# **Waze User Churn: Logistic Regression Modeling**
**This notebook develops and evaluates a binomial logistic regression model to predict user chrun for Waze based on app usage and driver behavior variables. The focus is on translating exploratory data analysis into a predictive model and interpreting model performance and feature effects in a business context.**

The analysis proceeds in three stages:
- Exploratory data analysis (EDA) and assumption checks for logistic regression
- Model building and evaluation using a binomial logistic regression classifier
- Interpretation of model results and implications for churn-focused business decisions

The objective is to build a model that predicts whether a user churns and to understand which behavioral features are most associated with churn. 

### **Data and Libraries**
The Waze churn dataset is loaded into a pandas DataFrame, and standard Python and scikit-learn tools are used for visualizations, feature engineering and logistics regression modeling. 

In [None]:
# Core libraries for data manipulation and visualization
import pandas as pd
import numpy as np
import matplotlib.pyplot as plt
import seaborn as sns

# tools for preprocessing, model training, and evaluation
from sklearn.preprocessing import StandardScaler, OneHotEncoder
from sklearn.model_selection import train_test_split
from sklearn.metrics import classification_report, accuracy_score, precision_score, \
recall_score, f1_score, confusion_matrix, ConfusionMatrixDisplay
from sklearn.linear_model import LogisticRegression

The churn dataset is read from CSV into a DataFrame for analysis. 

In [None]:
df = pd.read_csv('waze_dataset.csv')

## **Exploratory data analysis**

EDA is used to understand class balance, identify missing values, and detect potential outliers or data quality issues that may influence a logistic regression model. Visual inspection of distributions and summary staistics support later decisions on feature engineer, outlier handling, and model assumptions. 

### **Data structure, missing values, and outliers**

The intial EDA examines dataset dimnesions, data types, missing labels, and summary statistics to understand overall structure and detect variables with extreme values. 


In [None]:
print(df.shape)
df.info()

In [None]:
df.head()

In [None]:
# drop the unique identifier not needed for modeling
df = df.drop('ID',axis=1)

In [None]:
# check class balance of the churn label
df['label'].value_counts(normalize='True')

In [None]:
# summary staistics for numeric variables
df.describe()

The dataset contains 700 missing values in the `label` (target) column, representing less than 5% of observations. 

Several usage-related variables(`sessions`,`drives`,`total_sessions`,`total_navigations_fav1`,`total_navigations_fav2`,`driven_km_drives`,`duration_minutes_drives`) exhibit extreme values, with maxima standard deviations above the upper quartile, indicating potential outliers. 

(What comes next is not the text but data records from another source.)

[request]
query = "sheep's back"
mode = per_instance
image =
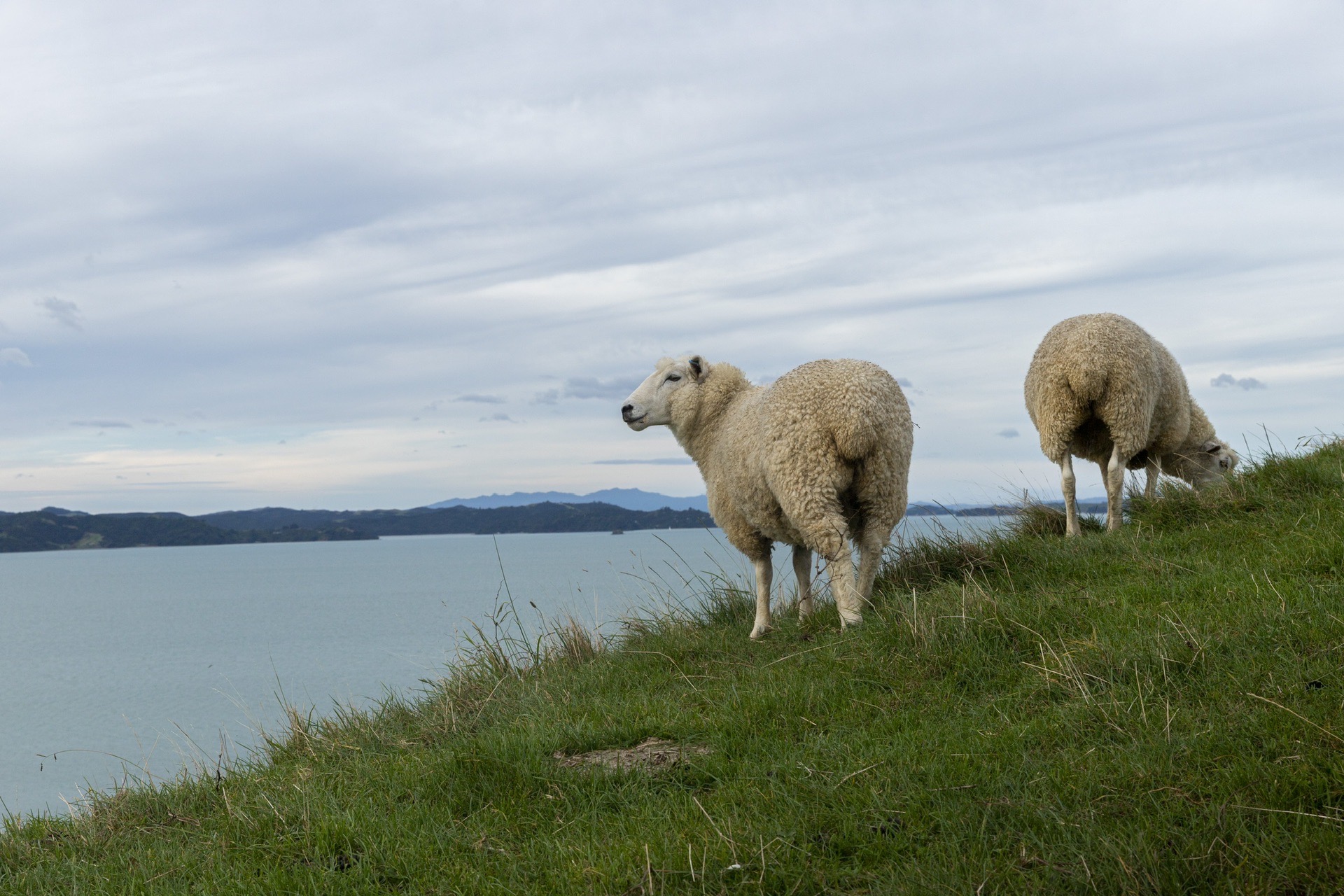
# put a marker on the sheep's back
(851, 405)
(1107, 367)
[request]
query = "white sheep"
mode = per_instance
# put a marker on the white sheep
(818, 457)
(1102, 388)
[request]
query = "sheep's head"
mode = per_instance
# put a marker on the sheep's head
(1206, 465)
(671, 384)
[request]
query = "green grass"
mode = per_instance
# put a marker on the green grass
(1155, 711)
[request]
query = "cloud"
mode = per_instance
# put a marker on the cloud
(655, 461)
(295, 227)
(1227, 381)
(593, 387)
(62, 312)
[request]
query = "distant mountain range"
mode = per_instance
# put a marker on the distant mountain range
(628, 498)
(59, 530)
(546, 516)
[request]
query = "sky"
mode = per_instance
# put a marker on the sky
(370, 255)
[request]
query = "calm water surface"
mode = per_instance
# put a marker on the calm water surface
(143, 660)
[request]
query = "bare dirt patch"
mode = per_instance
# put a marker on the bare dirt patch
(652, 754)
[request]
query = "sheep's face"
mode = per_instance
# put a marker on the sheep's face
(1206, 466)
(656, 399)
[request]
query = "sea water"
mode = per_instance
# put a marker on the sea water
(131, 665)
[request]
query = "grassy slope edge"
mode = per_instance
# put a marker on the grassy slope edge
(1158, 711)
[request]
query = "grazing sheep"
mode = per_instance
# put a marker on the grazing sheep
(818, 457)
(1102, 388)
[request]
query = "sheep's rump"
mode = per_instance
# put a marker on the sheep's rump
(1101, 379)
(839, 430)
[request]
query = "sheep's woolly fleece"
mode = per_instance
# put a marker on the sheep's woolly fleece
(1102, 388)
(819, 456)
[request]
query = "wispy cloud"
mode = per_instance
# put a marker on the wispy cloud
(654, 461)
(290, 229)
(1227, 381)
(593, 387)
(62, 312)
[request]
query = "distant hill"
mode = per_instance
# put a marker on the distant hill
(628, 498)
(65, 530)
(546, 516)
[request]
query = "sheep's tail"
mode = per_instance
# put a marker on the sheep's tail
(1088, 382)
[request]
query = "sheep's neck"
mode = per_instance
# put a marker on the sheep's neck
(724, 386)
(1200, 430)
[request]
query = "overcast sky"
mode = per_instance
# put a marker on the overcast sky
(356, 255)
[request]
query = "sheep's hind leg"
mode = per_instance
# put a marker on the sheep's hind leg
(1068, 484)
(803, 571)
(843, 586)
(1114, 477)
(765, 574)
(870, 555)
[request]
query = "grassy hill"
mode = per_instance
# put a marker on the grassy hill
(1158, 711)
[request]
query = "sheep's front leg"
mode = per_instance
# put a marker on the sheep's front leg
(803, 571)
(1068, 484)
(1114, 476)
(765, 573)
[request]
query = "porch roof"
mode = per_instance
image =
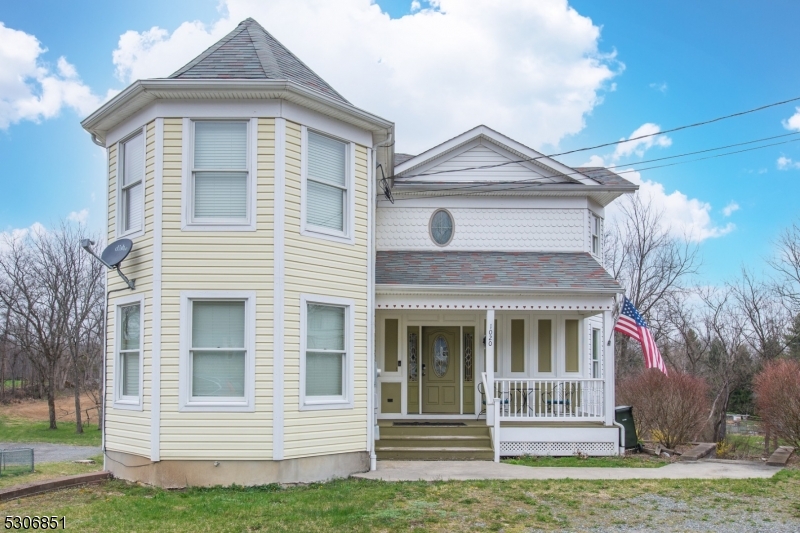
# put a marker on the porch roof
(537, 271)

### **Feature Engineering**

To better capture driving intensity, a new feature `km_per_driving_day` is created as the average distance driven per day for each user. Thsi condenses multiple raw variables into a single measure of driving behavior over the last month. 

In [None]:
# mean distance driven per driving day
df['km_per_driving_day'] = df['driven_km_drives']/df['driving_days']
df['km_per_driving_day'].describe()

In [None]:
# replace infinite values with zero
df.loc[df['km_per_driving_day']==np.inf, 'km_per_driving_day'] = 0
df['km_per_driving_day'].describe()

A binary `professional_driver` flag is introduced to distinguish heavy users (at least 60 drives and 15 or more driving days in the last month) from other drivers, using domain-informed thresholds.

In [None]:
# `professional_driver` column
df['professional_driver'] = np.where((df['drives']>=60) & (df['driving_days']>=15), 1, 0)

In [None]:
print(df['professional_driver'].value_counts())
df.groupby(['professional_driver'])['label'].value_counts(normalize=True)

Professional drivers show a churn rate of about 7.6%, compared with roughly 19.9% for non-professional users, indicating that high-activity drivers are substantially more like to be retained and that this feature may add predictive signal to the model. 

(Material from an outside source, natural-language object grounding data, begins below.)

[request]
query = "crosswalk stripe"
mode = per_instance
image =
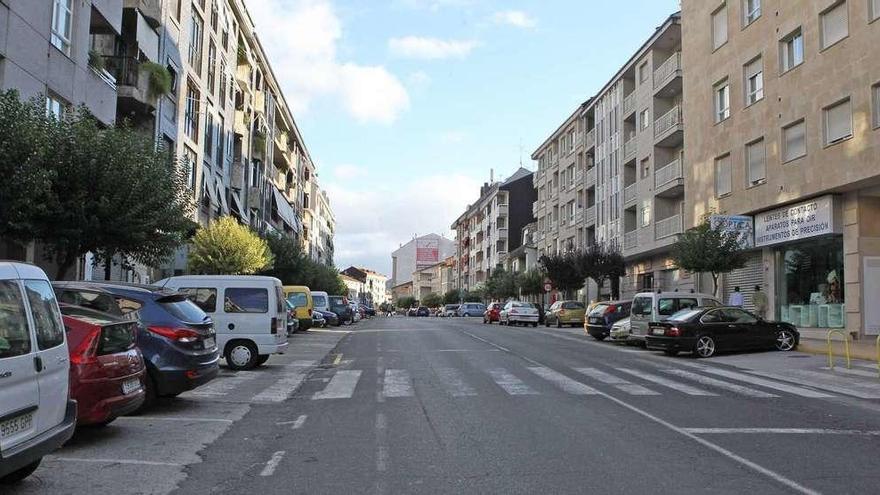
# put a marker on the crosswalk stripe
(567, 384)
(732, 387)
(619, 383)
(453, 382)
(341, 386)
(681, 387)
(511, 384)
(397, 384)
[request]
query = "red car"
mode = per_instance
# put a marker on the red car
(106, 369)
(493, 313)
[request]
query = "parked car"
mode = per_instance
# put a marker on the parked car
(565, 313)
(471, 309)
(36, 413)
(176, 338)
(106, 368)
(656, 306)
(518, 313)
(604, 315)
(706, 331)
(492, 313)
(251, 323)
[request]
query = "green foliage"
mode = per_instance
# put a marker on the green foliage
(708, 250)
(225, 247)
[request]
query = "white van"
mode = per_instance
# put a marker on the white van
(36, 413)
(657, 306)
(251, 323)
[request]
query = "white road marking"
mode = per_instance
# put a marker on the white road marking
(453, 382)
(272, 464)
(782, 431)
(619, 383)
(687, 389)
(511, 384)
(397, 384)
(731, 387)
(341, 386)
(567, 384)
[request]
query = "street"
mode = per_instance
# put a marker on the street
(450, 405)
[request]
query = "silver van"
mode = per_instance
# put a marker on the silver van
(657, 306)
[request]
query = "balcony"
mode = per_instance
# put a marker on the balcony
(669, 129)
(667, 227)
(667, 77)
(668, 181)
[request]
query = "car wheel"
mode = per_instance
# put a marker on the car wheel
(241, 355)
(704, 347)
(21, 473)
(785, 340)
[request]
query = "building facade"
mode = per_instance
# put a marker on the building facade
(783, 126)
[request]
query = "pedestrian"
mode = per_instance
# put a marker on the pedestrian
(735, 298)
(759, 300)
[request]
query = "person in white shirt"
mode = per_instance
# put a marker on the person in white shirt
(735, 298)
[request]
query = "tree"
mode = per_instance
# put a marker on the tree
(708, 250)
(228, 248)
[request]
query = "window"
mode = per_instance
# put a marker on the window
(792, 50)
(794, 141)
(834, 24)
(838, 122)
(62, 18)
(751, 11)
(47, 318)
(246, 300)
(756, 162)
(754, 81)
(722, 176)
(722, 100)
(719, 27)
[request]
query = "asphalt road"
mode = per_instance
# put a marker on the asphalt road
(428, 405)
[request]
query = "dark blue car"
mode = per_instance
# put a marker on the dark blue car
(175, 336)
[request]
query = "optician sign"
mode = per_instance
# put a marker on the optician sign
(799, 221)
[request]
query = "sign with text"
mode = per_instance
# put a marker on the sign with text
(799, 221)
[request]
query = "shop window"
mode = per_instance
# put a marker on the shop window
(810, 283)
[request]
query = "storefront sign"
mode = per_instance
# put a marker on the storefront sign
(799, 221)
(740, 225)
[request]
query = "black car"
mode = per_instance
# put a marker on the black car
(604, 315)
(705, 331)
(175, 336)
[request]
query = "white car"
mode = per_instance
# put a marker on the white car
(518, 313)
(36, 413)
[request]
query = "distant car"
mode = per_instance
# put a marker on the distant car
(518, 313)
(603, 315)
(106, 369)
(706, 331)
(492, 313)
(565, 313)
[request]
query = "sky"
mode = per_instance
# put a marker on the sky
(407, 106)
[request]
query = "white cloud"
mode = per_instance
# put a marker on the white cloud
(301, 38)
(430, 48)
(515, 18)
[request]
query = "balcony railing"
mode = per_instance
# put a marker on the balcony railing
(667, 227)
(667, 69)
(669, 120)
(667, 174)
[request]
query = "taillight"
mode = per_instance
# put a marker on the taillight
(183, 335)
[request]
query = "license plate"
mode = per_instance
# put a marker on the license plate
(129, 386)
(16, 425)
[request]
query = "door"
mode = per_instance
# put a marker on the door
(18, 374)
(51, 360)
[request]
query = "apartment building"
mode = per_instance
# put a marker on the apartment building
(613, 171)
(783, 126)
(492, 226)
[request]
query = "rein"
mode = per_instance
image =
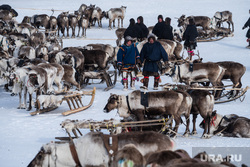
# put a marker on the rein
(129, 109)
(74, 153)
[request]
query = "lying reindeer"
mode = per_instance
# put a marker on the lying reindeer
(91, 151)
(160, 103)
(229, 125)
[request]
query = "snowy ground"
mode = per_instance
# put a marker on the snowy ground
(22, 135)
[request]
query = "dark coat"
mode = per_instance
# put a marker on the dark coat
(163, 31)
(152, 53)
(127, 55)
(144, 30)
(169, 32)
(134, 31)
(190, 36)
(247, 24)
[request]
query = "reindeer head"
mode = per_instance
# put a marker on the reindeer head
(113, 103)
(33, 80)
(169, 68)
(181, 21)
(41, 156)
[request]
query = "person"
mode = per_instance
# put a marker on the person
(133, 30)
(143, 28)
(189, 36)
(169, 30)
(151, 54)
(127, 58)
(247, 24)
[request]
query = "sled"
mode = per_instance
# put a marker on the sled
(225, 96)
(113, 126)
(74, 101)
(214, 34)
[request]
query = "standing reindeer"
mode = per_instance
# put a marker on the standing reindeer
(220, 17)
(114, 13)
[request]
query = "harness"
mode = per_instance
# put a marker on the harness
(129, 109)
(74, 153)
(220, 19)
(111, 145)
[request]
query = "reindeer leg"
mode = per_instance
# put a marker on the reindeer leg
(118, 23)
(25, 98)
(20, 100)
(187, 131)
(194, 126)
(30, 102)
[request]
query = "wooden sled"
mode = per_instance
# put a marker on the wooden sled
(226, 91)
(113, 126)
(74, 101)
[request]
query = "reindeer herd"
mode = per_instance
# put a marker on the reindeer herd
(32, 61)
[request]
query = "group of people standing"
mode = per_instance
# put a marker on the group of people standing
(129, 59)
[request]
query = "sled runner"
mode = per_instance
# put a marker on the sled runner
(73, 99)
(227, 94)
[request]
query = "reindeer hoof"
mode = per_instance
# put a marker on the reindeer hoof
(186, 134)
(205, 136)
(194, 133)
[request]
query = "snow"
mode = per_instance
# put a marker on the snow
(22, 135)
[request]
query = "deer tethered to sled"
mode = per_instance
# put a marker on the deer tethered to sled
(46, 103)
(200, 75)
(209, 29)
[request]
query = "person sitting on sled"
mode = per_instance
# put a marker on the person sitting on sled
(247, 24)
(190, 36)
(151, 54)
(127, 58)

## **Model construction strategy**

Predictor selection us guided by the business objective (predicting churn) and prior EDA, with multicollinearity used to drop redundant variables while retaining features with stronger relationships to churn. Iterative model runs and performance metrics such as accuracy, precision and recall help refine the feature set. 

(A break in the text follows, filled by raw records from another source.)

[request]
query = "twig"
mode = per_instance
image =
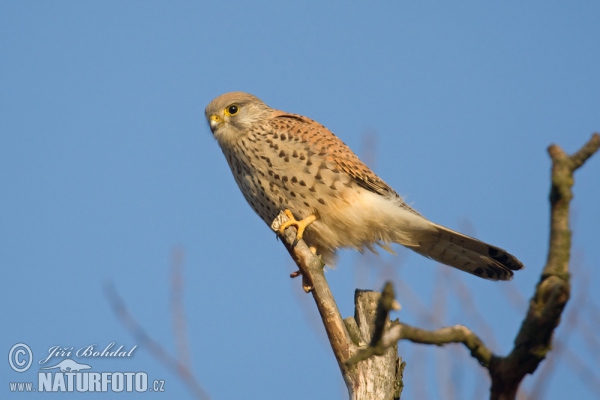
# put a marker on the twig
(154, 347)
(533, 341)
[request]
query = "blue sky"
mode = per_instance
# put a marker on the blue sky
(107, 165)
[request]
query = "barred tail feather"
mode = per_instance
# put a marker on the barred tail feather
(465, 253)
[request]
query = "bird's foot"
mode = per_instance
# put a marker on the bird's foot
(300, 225)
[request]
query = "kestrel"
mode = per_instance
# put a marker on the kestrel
(287, 162)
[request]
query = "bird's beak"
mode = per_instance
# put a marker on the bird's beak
(214, 122)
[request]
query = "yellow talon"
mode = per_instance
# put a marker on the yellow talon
(300, 225)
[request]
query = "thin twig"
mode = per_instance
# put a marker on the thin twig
(154, 347)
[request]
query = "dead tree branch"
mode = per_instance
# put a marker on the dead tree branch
(375, 378)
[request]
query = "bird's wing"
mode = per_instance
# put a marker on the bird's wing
(326, 144)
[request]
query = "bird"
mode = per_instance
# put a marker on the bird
(284, 162)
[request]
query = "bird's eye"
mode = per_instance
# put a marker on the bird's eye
(232, 109)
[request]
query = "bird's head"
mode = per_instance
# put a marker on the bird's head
(231, 115)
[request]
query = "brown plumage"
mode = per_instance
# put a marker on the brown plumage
(287, 161)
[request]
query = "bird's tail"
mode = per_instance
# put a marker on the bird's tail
(463, 252)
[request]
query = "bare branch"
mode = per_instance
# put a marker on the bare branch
(533, 341)
(154, 347)
(374, 378)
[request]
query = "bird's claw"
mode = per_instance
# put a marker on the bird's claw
(300, 225)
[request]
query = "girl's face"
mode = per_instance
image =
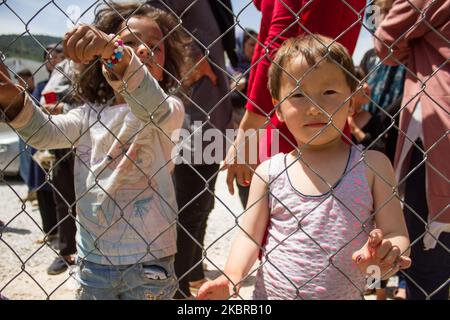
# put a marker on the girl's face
(141, 34)
(327, 86)
(249, 47)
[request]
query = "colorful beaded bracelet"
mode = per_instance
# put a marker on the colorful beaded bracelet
(117, 54)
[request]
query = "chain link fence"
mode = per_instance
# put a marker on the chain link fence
(110, 199)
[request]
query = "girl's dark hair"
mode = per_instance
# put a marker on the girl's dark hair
(93, 87)
(249, 34)
(313, 48)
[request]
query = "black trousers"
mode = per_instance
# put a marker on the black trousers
(192, 193)
(63, 181)
(430, 269)
(47, 210)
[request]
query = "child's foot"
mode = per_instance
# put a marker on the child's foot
(399, 294)
(60, 264)
(49, 239)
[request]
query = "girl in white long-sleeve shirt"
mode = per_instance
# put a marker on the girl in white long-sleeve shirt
(126, 223)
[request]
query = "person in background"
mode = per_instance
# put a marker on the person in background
(58, 98)
(245, 47)
(321, 238)
(416, 35)
(25, 79)
(53, 54)
(280, 21)
(209, 107)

### **Handling missing labels and outliers**
The `label` column is inspected for type and missingness, and rows with missing labels are dropped because they are relatively few and appear randomly distributed. Extreme values in several high-variance usage variables are winsorized at the 95th percentile to reduce the influece of outliers while retaining all observations. 

In [None]:
df.info()

In [None]:
# Drop rows with missing data in `label` column
df = df.dropna(subset=['label'])

In [None]:
# Impute outliers
for column in ['sessions', 'drives', 'total_sessions', 'total_navigations_fav1', 'total_navigations_fav2', 
               'driven_km_drives', 'duration_minutes_drives']:
    threshold = df[column].quantile(0.95)
    df.loc[df[column] > threshold,column]=threshold

In [None]:
df.describe()

#### **Encoding the churn label**
A binary target variable `label` is created where `1` indicates a churned user and `0` indicates a retained user, preserving the original categorical `label` for reference. 

In [None]:
# Create binary `label2` column
df['label2'] = np.where(df['label']=='churned', 1, 0)
df[['label', 'label2']].tail()

### **Logistic regression assumptinos**

The logistic regression model assumes independent observations, a binary outcome, limited extreme outliers, low multicollinearity among predictors, and an approximately linear relationship between continuous predictors and the log-odds of churn. Independence is assumed from the data collection process, outliers have been mitigated by winsorization, and multicollinearity is assessed via the correlation matrix.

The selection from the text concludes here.